The Bachelor Canada recap, episode 8: and the lucky lady is…
The journey certainly has been interesting, and we’re so (sooo, sooooooo) glad that you made the right decision, because 1) Bianka seems like a pretty cool girl and 2) she is not Whitney. Thank the Lord, thank the stars and thank you, Brad, really, for allowing us to maintain some faith in mankind.

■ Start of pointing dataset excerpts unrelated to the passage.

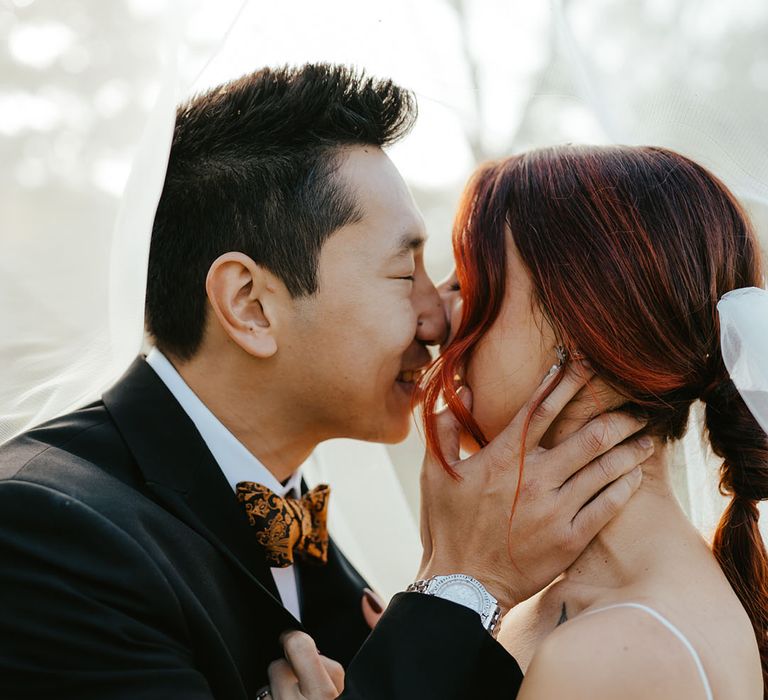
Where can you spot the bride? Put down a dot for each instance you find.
(619, 255)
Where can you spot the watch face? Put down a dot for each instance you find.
(462, 592)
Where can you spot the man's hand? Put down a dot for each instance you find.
(567, 495)
(304, 673)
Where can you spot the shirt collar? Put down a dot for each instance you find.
(236, 462)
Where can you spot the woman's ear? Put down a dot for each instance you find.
(242, 295)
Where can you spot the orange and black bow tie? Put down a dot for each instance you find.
(287, 527)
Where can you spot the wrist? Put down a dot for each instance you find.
(500, 593)
(465, 591)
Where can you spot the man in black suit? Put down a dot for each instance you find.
(147, 544)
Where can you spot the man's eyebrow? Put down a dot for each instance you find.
(409, 242)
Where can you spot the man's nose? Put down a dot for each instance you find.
(432, 327)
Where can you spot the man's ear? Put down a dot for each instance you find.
(244, 299)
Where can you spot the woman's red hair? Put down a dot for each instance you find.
(629, 250)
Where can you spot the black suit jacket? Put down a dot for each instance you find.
(128, 570)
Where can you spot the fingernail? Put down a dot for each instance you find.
(645, 442)
(373, 600)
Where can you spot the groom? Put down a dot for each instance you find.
(154, 545)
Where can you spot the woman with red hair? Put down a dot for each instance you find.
(614, 259)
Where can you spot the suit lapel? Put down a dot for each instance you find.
(181, 473)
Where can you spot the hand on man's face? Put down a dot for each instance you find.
(566, 496)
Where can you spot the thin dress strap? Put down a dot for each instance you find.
(663, 620)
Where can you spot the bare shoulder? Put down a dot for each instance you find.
(622, 652)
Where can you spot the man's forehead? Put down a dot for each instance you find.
(410, 242)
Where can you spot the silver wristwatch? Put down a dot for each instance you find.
(466, 591)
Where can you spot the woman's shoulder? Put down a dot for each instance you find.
(618, 651)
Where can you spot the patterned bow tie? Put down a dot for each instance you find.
(288, 526)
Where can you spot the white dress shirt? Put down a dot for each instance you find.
(234, 460)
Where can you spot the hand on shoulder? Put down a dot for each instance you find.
(613, 653)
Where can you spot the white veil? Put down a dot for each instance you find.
(83, 81)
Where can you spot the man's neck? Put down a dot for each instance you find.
(257, 417)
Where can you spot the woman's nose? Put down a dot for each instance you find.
(432, 328)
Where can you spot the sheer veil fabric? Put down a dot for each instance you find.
(96, 87)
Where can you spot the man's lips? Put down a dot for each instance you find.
(411, 376)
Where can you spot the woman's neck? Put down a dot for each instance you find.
(651, 529)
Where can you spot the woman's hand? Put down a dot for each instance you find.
(304, 673)
(567, 495)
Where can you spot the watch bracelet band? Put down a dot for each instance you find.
(492, 627)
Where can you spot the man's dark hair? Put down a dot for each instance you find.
(253, 168)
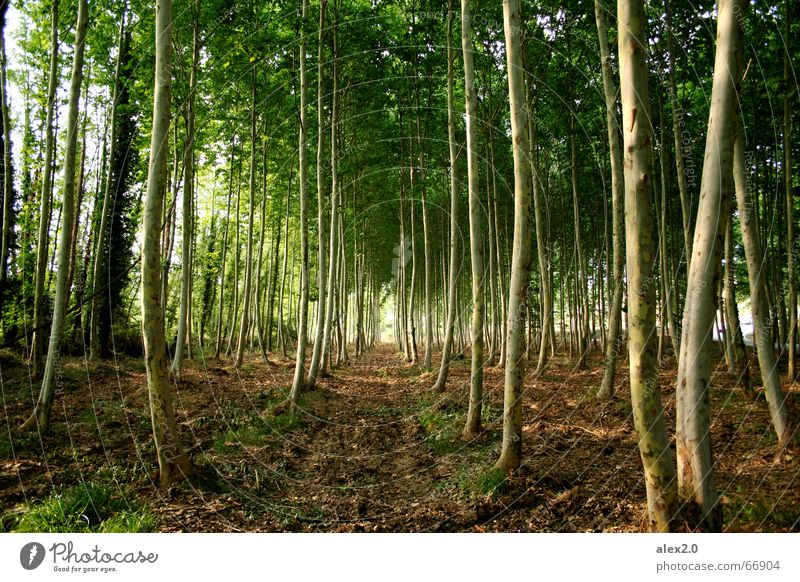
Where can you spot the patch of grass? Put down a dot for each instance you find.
(85, 508)
(257, 430)
(443, 430)
(761, 513)
(485, 482)
(17, 443)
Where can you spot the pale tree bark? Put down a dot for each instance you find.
(473, 422)
(614, 342)
(333, 247)
(41, 413)
(581, 287)
(511, 453)
(173, 464)
(316, 355)
(100, 243)
(45, 208)
(791, 371)
(678, 123)
(281, 323)
(541, 243)
(298, 384)
(759, 301)
(188, 196)
(8, 173)
(444, 368)
(732, 317)
(262, 236)
(693, 441)
(648, 416)
(248, 263)
(221, 310)
(426, 233)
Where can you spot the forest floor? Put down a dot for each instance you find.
(373, 449)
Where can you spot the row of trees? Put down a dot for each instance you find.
(564, 175)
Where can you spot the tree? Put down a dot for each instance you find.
(173, 464)
(298, 383)
(8, 170)
(511, 452)
(447, 347)
(45, 206)
(648, 414)
(473, 423)
(759, 302)
(188, 199)
(41, 413)
(695, 464)
(248, 263)
(316, 354)
(613, 342)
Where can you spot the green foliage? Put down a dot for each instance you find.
(85, 508)
(442, 428)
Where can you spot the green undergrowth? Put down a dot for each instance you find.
(479, 481)
(253, 430)
(85, 508)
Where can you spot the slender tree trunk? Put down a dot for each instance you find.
(678, 125)
(316, 355)
(615, 341)
(298, 383)
(45, 207)
(333, 245)
(281, 323)
(791, 371)
(444, 368)
(693, 442)
(473, 422)
(759, 302)
(41, 414)
(8, 170)
(172, 462)
(188, 197)
(732, 316)
(427, 365)
(221, 311)
(272, 273)
(248, 263)
(648, 414)
(236, 261)
(511, 453)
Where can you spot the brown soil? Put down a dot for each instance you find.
(373, 450)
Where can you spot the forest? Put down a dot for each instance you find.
(399, 266)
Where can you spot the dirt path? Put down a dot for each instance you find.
(372, 449)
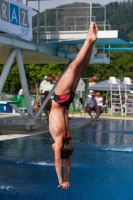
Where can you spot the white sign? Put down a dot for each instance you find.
(16, 18)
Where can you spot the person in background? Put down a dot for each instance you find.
(47, 107)
(36, 107)
(91, 105)
(21, 92)
(99, 100)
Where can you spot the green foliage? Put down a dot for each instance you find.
(34, 73)
(121, 66)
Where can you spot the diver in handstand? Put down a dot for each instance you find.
(64, 95)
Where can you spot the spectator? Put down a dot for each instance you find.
(99, 103)
(21, 92)
(36, 107)
(91, 105)
(47, 107)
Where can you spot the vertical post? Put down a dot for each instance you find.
(56, 20)
(45, 20)
(111, 96)
(104, 18)
(21, 1)
(24, 83)
(6, 69)
(90, 11)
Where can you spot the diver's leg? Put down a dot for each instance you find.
(67, 80)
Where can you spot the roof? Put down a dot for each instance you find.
(105, 86)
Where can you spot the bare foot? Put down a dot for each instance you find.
(92, 32)
(64, 185)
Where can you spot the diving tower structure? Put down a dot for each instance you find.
(58, 45)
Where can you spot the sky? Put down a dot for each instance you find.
(54, 3)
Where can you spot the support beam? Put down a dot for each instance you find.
(6, 69)
(24, 84)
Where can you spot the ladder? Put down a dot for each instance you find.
(128, 97)
(114, 96)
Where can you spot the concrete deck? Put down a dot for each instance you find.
(13, 125)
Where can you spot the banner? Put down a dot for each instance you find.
(16, 18)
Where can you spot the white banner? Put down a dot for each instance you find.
(16, 18)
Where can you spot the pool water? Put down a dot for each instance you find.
(102, 165)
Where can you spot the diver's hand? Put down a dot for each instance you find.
(64, 185)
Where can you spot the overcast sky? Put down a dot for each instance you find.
(54, 3)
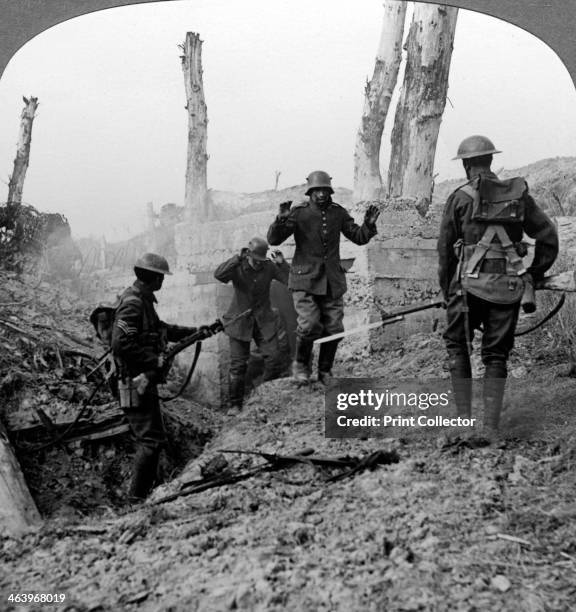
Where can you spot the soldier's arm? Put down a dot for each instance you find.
(358, 234)
(125, 333)
(281, 272)
(539, 226)
(226, 271)
(282, 227)
(447, 261)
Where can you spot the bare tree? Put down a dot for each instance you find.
(196, 190)
(377, 97)
(419, 113)
(16, 183)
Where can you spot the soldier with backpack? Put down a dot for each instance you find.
(138, 340)
(481, 272)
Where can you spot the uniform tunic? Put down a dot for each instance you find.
(316, 266)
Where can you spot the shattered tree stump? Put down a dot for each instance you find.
(18, 511)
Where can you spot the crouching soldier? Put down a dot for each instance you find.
(481, 272)
(138, 340)
(317, 278)
(251, 273)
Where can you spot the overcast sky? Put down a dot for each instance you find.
(284, 82)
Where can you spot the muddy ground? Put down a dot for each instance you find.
(446, 528)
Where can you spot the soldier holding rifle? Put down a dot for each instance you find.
(138, 341)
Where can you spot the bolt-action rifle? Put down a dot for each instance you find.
(202, 333)
(386, 319)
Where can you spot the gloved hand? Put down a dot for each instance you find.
(284, 209)
(277, 257)
(371, 215)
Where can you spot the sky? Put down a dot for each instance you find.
(284, 83)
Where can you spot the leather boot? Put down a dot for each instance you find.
(144, 472)
(461, 376)
(494, 386)
(235, 391)
(301, 366)
(326, 360)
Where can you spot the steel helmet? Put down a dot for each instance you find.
(153, 262)
(258, 248)
(317, 179)
(475, 146)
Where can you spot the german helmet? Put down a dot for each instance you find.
(153, 262)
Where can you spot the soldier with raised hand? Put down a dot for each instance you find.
(317, 278)
(138, 341)
(481, 272)
(251, 274)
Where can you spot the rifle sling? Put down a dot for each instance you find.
(188, 376)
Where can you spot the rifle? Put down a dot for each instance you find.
(199, 335)
(387, 319)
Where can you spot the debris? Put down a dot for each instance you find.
(501, 583)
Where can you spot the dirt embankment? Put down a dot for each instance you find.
(446, 528)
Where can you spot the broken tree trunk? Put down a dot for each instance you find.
(16, 184)
(18, 511)
(419, 113)
(196, 191)
(377, 97)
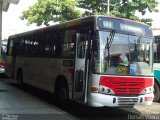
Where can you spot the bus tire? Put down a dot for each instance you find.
(62, 94)
(156, 92)
(20, 79)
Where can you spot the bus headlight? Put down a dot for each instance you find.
(105, 90)
(147, 90)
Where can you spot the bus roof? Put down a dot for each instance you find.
(74, 22)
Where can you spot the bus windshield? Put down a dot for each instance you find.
(120, 53)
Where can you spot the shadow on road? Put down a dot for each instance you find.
(78, 110)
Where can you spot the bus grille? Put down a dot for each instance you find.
(122, 101)
(126, 85)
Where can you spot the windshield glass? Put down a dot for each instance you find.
(117, 53)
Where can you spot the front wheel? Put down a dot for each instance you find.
(156, 92)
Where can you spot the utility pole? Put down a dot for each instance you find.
(108, 7)
(1, 2)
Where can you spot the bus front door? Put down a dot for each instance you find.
(80, 68)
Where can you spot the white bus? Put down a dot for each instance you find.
(96, 60)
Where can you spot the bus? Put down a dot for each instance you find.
(2, 57)
(96, 60)
(156, 68)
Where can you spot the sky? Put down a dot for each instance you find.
(11, 23)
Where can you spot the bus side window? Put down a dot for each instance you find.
(10, 48)
(81, 47)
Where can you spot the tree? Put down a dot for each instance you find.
(45, 11)
(121, 8)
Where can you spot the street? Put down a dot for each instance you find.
(32, 103)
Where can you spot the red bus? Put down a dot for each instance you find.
(96, 60)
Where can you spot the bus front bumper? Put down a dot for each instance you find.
(101, 100)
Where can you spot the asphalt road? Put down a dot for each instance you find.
(34, 104)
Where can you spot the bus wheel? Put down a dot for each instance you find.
(20, 79)
(156, 92)
(62, 94)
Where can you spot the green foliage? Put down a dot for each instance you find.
(45, 11)
(121, 8)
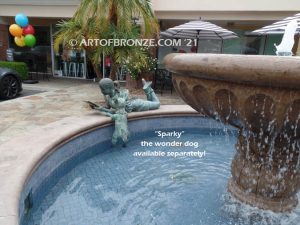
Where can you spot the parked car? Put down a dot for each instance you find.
(10, 84)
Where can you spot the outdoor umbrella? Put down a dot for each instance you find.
(279, 27)
(199, 30)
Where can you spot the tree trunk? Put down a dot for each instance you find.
(113, 70)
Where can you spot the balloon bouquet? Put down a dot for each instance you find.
(22, 31)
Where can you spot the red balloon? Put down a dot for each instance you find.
(28, 30)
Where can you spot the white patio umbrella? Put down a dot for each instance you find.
(279, 26)
(199, 30)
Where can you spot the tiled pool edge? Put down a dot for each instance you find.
(33, 147)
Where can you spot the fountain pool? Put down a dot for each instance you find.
(85, 181)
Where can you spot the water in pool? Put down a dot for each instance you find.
(119, 186)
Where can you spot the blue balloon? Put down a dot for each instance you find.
(21, 20)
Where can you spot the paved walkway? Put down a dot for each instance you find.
(60, 98)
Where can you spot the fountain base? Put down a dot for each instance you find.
(260, 96)
(276, 205)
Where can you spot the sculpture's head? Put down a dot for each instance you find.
(107, 87)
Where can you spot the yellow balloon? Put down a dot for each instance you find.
(20, 41)
(15, 30)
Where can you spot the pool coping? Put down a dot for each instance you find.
(14, 171)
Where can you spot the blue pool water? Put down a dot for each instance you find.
(120, 186)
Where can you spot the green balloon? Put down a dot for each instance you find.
(30, 40)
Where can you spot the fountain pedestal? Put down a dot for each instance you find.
(259, 95)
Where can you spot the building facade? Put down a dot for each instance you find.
(241, 16)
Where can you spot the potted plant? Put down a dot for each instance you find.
(143, 67)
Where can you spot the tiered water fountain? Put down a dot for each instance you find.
(259, 95)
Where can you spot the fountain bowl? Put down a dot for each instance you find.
(260, 95)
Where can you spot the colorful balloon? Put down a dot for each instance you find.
(21, 20)
(15, 30)
(30, 40)
(20, 41)
(28, 30)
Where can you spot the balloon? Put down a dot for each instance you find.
(21, 20)
(15, 30)
(30, 40)
(20, 41)
(28, 30)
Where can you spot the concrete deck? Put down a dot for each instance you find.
(60, 98)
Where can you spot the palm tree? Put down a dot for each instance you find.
(109, 19)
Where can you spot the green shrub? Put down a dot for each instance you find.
(20, 67)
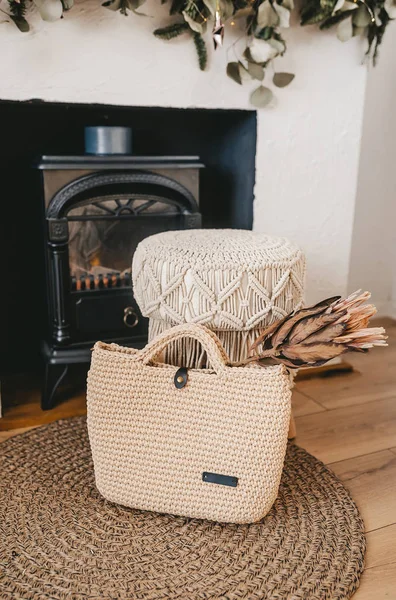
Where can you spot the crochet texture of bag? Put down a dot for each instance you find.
(207, 443)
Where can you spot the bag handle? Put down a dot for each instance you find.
(209, 341)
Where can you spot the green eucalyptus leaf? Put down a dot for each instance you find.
(200, 47)
(193, 24)
(282, 79)
(261, 97)
(283, 14)
(278, 45)
(233, 72)
(361, 17)
(243, 12)
(255, 71)
(211, 5)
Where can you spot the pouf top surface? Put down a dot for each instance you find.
(218, 247)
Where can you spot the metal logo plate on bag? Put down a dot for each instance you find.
(220, 479)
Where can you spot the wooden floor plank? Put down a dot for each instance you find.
(371, 479)
(348, 432)
(303, 405)
(378, 583)
(347, 420)
(381, 547)
(374, 378)
(5, 435)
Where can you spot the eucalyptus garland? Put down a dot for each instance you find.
(261, 22)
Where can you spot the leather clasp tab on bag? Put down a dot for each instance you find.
(181, 377)
(220, 479)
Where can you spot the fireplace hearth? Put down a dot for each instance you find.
(97, 210)
(225, 141)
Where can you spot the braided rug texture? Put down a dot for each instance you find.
(59, 539)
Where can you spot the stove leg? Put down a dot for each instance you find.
(54, 374)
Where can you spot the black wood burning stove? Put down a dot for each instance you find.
(97, 209)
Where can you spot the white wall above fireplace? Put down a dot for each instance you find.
(307, 147)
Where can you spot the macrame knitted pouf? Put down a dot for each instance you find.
(235, 282)
(60, 540)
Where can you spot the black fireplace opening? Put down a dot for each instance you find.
(70, 223)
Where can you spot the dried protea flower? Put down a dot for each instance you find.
(314, 335)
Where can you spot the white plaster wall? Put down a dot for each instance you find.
(308, 145)
(373, 257)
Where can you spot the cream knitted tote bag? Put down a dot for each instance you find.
(207, 443)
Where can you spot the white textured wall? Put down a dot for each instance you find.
(373, 257)
(308, 145)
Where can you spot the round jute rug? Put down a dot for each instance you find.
(59, 539)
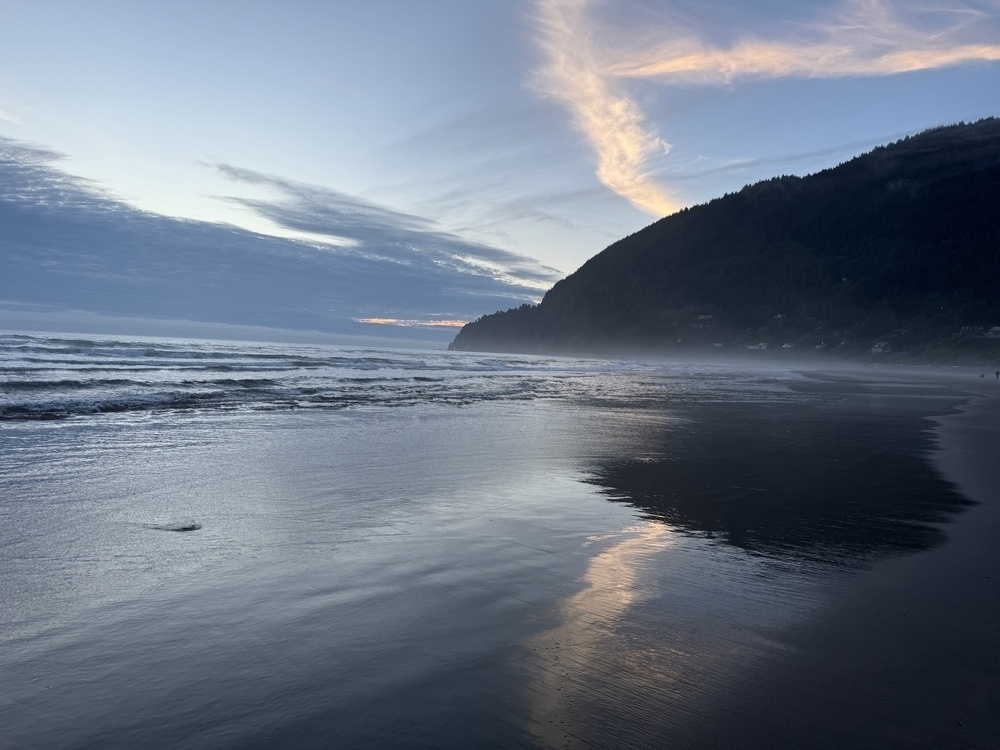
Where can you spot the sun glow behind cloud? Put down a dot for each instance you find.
(863, 38)
(401, 323)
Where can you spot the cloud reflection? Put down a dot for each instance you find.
(587, 638)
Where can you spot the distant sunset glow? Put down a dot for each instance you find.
(864, 38)
(412, 323)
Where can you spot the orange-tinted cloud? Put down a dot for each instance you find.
(863, 38)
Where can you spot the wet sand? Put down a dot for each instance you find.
(908, 655)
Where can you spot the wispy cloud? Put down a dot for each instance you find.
(576, 74)
(67, 245)
(381, 233)
(862, 38)
(8, 117)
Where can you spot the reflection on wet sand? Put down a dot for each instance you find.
(587, 644)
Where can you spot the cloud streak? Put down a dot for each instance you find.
(864, 38)
(69, 248)
(380, 233)
(576, 75)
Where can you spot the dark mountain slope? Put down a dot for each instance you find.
(900, 244)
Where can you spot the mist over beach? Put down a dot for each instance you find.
(216, 545)
(534, 374)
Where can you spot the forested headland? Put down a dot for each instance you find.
(895, 253)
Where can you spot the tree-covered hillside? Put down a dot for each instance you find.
(897, 247)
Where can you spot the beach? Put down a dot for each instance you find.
(232, 545)
(908, 655)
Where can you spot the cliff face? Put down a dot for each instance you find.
(899, 246)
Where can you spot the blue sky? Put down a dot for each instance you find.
(536, 132)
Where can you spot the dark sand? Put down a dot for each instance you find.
(907, 655)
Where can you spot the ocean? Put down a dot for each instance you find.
(234, 545)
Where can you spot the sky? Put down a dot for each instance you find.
(516, 139)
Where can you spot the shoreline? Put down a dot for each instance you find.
(907, 654)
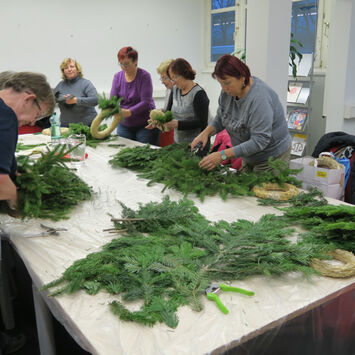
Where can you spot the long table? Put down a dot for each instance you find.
(88, 318)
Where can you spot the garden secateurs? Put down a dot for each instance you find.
(211, 293)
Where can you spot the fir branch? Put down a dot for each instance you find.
(47, 188)
(171, 264)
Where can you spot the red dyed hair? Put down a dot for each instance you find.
(182, 67)
(231, 66)
(127, 52)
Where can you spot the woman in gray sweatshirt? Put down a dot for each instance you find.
(76, 96)
(253, 116)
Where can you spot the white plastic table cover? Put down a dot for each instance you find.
(88, 318)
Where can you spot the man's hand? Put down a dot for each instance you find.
(211, 161)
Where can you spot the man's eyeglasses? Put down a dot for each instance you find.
(175, 77)
(165, 78)
(125, 65)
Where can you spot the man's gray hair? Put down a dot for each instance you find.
(4, 77)
(35, 83)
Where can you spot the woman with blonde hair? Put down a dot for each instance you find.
(76, 96)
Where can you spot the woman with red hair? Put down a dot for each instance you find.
(253, 116)
(134, 86)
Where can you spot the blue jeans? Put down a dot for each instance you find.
(139, 134)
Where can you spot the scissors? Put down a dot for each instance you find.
(212, 290)
(48, 231)
(198, 150)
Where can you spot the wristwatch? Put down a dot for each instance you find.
(223, 155)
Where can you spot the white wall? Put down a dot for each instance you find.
(37, 35)
(340, 76)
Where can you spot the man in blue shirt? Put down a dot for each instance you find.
(25, 98)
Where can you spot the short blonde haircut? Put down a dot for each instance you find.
(66, 62)
(163, 66)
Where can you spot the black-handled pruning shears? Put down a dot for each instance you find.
(48, 231)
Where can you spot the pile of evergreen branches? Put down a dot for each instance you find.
(170, 253)
(47, 187)
(177, 167)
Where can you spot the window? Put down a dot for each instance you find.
(226, 21)
(226, 34)
(304, 24)
(310, 26)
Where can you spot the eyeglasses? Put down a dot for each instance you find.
(165, 78)
(175, 77)
(125, 65)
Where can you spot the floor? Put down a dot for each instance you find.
(319, 332)
(25, 315)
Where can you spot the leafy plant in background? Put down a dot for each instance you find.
(294, 53)
(177, 168)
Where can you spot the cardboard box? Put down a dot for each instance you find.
(335, 191)
(329, 181)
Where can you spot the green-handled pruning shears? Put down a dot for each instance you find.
(211, 293)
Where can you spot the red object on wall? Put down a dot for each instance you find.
(29, 129)
(166, 138)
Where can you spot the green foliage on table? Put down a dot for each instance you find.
(335, 224)
(21, 146)
(312, 197)
(80, 128)
(177, 168)
(47, 187)
(169, 253)
(109, 106)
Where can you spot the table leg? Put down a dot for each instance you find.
(44, 324)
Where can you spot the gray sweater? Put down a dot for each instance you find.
(256, 123)
(86, 94)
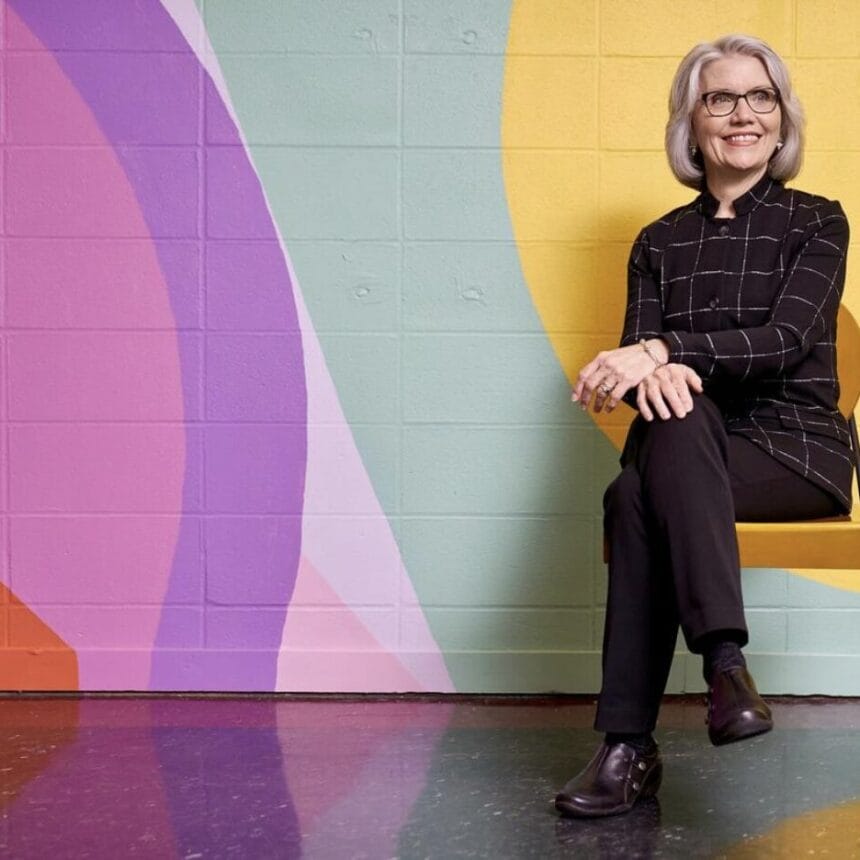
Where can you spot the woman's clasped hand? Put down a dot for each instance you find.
(664, 390)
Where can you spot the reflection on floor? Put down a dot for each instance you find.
(405, 778)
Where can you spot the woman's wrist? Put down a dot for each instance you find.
(657, 350)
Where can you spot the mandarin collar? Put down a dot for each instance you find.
(766, 187)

The episode sure didn’t seem promising at the start, with you apologizing to Whitney for putting her in an awkward position at the last rose ceremony. (You know, the one where she behaved like a spoiled brat and totally disrespected the lovely Kara.) Watching that scene, we felt like you had drunk the Cruella Kool-Aid and there was nothing we could do to help you. We thought the same thing when Whit behaved like a sociopath during dinner with your family. She gave the rhymes-with-witch face to your parents, and still you came to her defense, saying that “if you ask [Whitney] a question that she hasn’t thought about, she just needs that time to process.” Maybe it has something to do with the air over in Hudson, but where we come from, Brad, that’s just code for dumb.
Then, of course, Bianka killed it with your family. She was fun and warm and just confident enough to charm your sort-of-scary sister. Still, we were worried. Even as you and Whitney argued your way through your final date, we wondered if you might be mistaking crazy and difficult for passionate and intense (you sure wouldn’t be the first dude or even the first Bachelor to do so).
After that, everything happened at warp speed: one second you were (finally!) seeing the light, and the next Whitney was taking her two greatest assets—self-confidence and determination (what did you think we were going to say?)—and heading home. We didn’t even understand the final scene between you two. Were we supposed to? Who knows? Who cares? Because in the end you chose your “Cheeseburger” Bianka, teaching hundreds of thousands of male athletes that it’s okay to cry, and teaching hundreds of thousands of young women that if a guy really likes you, he won’t mind that you don’t go to the fantasy suite while he’s still exploring “fantasies” with two other women.
Seriously, Brad—you did a great job, you got a great girl and maybe, just maybe, you two can show the American Bachelors how it’s done by actually getting married. We expect an invitation.